The corrections department allowed the inmates to speak with The Associated Press on the condition that they not be asked about their crimes.

In an average year, the inmate firefighters perform three million hours of emergency work and five million hours of community service in total.

The camps cost the corrections department about $47 million annually, Stewart said, but save an estimated $80 million annually for the work they provide, compared to a non-inmate earning $10 an hour.

Berlant said the program costs his agency another $77 million annually, but saves millions of dollars compared to what it would cost to hire professional firefighters at $12 to $14.55 an hour.

Corrections Secretary Matthew Cate said this spring that he hopes county sheriffs continue to send inmates to the fire camps under the law Brown signed in April. Brown sought the realignment to help cut the state's budget deficit and remove up to 40,000 inmates over three years from the nation's largest state prison system, now 162,000 inmates.

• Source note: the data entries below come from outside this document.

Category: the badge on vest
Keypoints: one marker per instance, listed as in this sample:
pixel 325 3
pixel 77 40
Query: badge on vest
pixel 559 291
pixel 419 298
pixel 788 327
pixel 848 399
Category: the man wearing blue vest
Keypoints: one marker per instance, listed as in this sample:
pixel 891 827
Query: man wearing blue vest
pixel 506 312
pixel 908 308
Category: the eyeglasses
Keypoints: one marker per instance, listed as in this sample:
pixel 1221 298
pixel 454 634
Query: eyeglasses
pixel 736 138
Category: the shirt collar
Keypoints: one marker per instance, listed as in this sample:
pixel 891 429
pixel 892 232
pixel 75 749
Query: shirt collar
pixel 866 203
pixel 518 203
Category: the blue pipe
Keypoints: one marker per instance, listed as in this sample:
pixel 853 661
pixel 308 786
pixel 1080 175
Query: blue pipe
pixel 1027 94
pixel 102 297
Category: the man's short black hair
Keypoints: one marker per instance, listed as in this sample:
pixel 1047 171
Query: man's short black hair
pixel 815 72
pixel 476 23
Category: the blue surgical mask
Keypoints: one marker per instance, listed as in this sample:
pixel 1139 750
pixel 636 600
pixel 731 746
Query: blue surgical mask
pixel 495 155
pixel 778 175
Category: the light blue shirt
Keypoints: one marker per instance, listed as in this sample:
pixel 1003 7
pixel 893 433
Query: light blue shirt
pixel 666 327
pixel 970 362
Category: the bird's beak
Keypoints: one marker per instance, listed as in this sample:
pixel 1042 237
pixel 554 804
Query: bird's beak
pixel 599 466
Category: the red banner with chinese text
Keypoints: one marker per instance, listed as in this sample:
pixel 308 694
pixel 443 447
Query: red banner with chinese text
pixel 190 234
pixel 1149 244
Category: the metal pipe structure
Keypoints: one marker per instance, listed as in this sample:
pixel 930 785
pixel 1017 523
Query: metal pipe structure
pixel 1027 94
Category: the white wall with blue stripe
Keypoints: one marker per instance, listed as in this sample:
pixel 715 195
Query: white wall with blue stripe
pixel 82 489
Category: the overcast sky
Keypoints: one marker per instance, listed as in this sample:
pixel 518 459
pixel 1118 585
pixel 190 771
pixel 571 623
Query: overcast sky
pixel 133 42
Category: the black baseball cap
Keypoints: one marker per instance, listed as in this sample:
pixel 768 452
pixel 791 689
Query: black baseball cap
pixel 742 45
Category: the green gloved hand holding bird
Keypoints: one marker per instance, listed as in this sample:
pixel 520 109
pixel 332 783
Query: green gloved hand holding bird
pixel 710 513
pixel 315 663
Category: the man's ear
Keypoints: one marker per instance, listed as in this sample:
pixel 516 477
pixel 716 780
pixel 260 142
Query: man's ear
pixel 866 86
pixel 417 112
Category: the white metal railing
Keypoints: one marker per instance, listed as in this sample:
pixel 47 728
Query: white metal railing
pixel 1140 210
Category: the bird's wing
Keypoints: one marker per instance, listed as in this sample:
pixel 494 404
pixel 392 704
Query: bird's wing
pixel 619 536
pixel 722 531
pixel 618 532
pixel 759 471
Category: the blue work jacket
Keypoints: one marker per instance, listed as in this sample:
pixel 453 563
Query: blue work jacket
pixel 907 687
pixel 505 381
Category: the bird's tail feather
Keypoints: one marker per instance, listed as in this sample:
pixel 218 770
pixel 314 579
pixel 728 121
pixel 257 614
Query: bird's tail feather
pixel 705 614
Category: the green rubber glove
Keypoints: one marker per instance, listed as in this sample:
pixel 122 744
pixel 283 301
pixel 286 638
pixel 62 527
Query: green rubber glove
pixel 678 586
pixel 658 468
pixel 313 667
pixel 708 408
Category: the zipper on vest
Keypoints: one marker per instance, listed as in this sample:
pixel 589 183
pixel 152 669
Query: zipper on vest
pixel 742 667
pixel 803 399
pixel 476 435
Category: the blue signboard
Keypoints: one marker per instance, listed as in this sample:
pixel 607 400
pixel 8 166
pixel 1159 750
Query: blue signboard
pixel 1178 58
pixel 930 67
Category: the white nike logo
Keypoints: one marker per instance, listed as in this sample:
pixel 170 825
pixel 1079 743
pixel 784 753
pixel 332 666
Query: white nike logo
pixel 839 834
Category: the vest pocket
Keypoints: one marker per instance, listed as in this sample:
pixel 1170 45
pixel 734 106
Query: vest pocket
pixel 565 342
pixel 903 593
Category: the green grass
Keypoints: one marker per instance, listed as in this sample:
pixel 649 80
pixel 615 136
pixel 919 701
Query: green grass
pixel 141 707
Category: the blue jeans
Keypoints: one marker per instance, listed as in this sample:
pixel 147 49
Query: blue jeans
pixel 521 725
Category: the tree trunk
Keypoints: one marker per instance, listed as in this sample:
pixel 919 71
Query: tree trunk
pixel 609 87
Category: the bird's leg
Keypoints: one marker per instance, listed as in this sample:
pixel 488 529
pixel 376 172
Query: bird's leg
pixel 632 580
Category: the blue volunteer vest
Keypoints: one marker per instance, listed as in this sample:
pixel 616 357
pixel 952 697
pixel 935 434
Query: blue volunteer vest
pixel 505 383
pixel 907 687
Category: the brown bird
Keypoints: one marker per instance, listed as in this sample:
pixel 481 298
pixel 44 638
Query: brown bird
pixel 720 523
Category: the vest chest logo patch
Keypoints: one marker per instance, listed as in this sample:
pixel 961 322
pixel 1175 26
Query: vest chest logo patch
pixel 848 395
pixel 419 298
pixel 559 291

The law would give counties responsibility for adult offenders convicted of non-serious, nonviolent and non-sexual offenses. It also is the administration's primary answer to the U.S. Supreme Court's order last month that California reduce its prison population by 33,000 inmates within two years to improve the medical treatment for prisoners.

County sheriffs will have to find places to put all those inmates, Cate said, and under Brown's proposal would have the money to continue sending them to fire camps.

Each of California's 58 sheriffs could respond differently to the influx of inmates, potentially leaving the fire camps short-handed, said Merced County Sheriff Mark Pazin, president of the state sheriffs' association.

"It gets into those unintended consequences of realignment," Pazin said.

State Sen. Doug La Malfa, R-Willows, fears the state could lower its standards for inmate firefighters in an attempt to maintain the program if sheriffs decide not to send many of the lower-level offenders they will inherit back to the camps.

Corrections officials said nine inmates walked away from fire camps last year, which is typical for an unfenced facility.